Another notable example is that of Ecuador. Chapter 7, article 71 of Ecuador’s constitution declares that “nature, or pachamama, where life is produced and carried out, has a right to comprehensive respect for its existence and for the maintenance and regeneration of its vital cycles, functions, and evolutionary processes.” In practice, this means that all people, communities, indigenous groups and nations can hold Ecuadorian authorities accountable for guaranteeing nature’s rights. The interesting thing about this clause, which was later emulated by Bolivia, is the granting of positive rights: the right to be restored, regenerated, or respected (article 72). It also resolves the matter of legitimacy, guaranteeing the law’s application to everything evenly, which is to say that in Ecuador any person – regardless of his or her relationship to a determined portion of land – can go to court to protect it.    

In another example, in Colombia in 2017, the residents of the Cajamarca municipality voted against gold exploitation in their area, opposing the mining project La Colosa with the slogan “water is worth more than gold” and, importantly, appealing to the fact that nature has rights. The fight to achieve this paradigm shift also occurred on the shores of Lake Erie in the United States when Toledo approved an ordinance that permits its citizens to sue in the name of the lake in response to high contamination rates.  

 

 
The Great Chilean doubt
Through regulations like the Anti-terrorist Law and the State Interior Security Law, Chile has incurred systematic persecution of Mapuche people who have spoken out against the destruction of forests, rivers, and mountains.
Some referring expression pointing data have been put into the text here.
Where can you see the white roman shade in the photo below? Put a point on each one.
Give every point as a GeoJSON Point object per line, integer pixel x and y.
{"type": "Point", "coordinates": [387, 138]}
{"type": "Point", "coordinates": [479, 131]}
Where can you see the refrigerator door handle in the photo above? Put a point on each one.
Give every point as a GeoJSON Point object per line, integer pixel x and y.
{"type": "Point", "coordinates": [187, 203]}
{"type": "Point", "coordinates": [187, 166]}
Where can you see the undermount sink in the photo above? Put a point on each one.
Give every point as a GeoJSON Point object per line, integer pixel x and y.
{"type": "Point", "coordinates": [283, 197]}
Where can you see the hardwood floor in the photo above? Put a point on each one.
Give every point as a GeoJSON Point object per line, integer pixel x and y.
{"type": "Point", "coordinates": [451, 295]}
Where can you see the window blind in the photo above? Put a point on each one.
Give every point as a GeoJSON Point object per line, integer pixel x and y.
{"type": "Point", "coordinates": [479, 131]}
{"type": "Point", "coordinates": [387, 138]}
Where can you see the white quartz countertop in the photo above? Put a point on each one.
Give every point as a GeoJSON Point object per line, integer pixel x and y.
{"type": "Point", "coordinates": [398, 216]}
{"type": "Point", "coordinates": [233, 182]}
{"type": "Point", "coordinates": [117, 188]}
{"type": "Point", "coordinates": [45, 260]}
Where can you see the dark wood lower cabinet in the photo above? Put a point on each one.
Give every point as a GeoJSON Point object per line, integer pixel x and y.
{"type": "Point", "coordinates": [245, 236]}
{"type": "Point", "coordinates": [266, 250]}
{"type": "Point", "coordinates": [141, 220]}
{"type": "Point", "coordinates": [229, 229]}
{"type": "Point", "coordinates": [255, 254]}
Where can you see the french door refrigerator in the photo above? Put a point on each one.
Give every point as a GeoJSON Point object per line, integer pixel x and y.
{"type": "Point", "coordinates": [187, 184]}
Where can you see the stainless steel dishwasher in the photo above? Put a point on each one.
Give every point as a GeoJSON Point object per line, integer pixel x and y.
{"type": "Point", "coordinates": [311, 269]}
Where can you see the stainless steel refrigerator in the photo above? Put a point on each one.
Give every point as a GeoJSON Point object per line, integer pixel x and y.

This, despite the fact that International Labour Organization (ILO) Convention 169, an international treaty related to indigenous peoples and signed by Chile, establishes “the State’s obligation to respect the special importance of cultural and spiritual values that cloaks indigenous people’s relationship to the land or territory.” 
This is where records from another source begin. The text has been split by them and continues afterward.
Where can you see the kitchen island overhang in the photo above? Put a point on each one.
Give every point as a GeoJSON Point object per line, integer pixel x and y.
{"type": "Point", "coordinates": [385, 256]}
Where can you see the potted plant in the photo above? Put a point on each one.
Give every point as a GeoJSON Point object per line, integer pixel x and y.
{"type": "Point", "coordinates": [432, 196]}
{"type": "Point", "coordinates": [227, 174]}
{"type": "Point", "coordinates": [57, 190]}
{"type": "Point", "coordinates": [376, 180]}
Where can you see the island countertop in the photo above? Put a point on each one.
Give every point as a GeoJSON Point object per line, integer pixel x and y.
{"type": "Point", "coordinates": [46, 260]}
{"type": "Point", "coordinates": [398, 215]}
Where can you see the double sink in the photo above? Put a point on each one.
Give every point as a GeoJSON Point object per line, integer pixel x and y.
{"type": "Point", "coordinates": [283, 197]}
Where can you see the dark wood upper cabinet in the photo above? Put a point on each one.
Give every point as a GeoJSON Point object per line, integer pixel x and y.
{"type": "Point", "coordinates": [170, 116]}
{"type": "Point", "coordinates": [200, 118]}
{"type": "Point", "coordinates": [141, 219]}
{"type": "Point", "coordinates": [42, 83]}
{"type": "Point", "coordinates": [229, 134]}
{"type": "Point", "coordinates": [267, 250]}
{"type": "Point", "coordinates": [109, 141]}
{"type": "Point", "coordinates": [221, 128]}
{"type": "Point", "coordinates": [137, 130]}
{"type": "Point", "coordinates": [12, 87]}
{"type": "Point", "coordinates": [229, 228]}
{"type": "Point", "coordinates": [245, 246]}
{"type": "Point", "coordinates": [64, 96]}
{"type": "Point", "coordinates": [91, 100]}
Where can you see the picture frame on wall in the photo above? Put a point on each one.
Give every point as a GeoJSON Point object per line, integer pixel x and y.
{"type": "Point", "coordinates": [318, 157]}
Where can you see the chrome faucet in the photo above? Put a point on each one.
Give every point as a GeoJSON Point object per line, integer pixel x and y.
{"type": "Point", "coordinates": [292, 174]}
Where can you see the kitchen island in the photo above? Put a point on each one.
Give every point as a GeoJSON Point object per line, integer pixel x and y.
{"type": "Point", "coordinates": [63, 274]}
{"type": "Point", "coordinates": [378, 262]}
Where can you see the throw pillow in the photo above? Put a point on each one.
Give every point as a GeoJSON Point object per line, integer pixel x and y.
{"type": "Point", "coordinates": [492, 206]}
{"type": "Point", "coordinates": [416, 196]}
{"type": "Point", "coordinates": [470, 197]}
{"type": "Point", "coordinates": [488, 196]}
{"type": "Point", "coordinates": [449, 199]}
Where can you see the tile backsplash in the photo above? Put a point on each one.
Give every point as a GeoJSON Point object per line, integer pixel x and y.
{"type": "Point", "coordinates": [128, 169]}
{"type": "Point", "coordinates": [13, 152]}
Today there are political prisoners who have been detained for defending their territory; for accessing culturally and ecologically significant places, like the Tralcal cousins for the Lucksinger Mackay case; or Millaray Huichalaf, the machi (a religious figure in Mapuche culture), and other defenders of the Pilmaiquén River.  Francisca Linconao, another machi, is known for being one of the accused in the Lucksinger Mackay case from which she was later absolved, but few know about her active role in protecting the forests and waters of her region. In 2008, she filed a civil suit against Palermo Society Ltd, denouncing the illegal deforestation of native forests that infringed on Article 5 of Chile’s Forest Law, in addition to affecting a culturally significant site called menokos made up of wetlands inhabited by the Ngen spirits. The Appeals Court of Temuco ruled in her favor, making her the first person to use the ILO Convention 169 in Chile.

It would seem that we are in the midst of a transition toward recognizing the Earth’s value as a whole – with legal and juridical bases. Prioritizing the well-being of ecosystems for humanity – present and future – and for other living organisms, within a new legal framework, is our next big challenge. Considering how nature functions requires us as a society to adjust our institutions so they can respond to these dynamics. The conditions are there: indigenous people’s profound understanding of nature already exists, ready to be applied in a new constitution. Civil society and empowered communities will determine in what ways these issues emerge. It depends on us to define the new country we want as we build our new magna carta.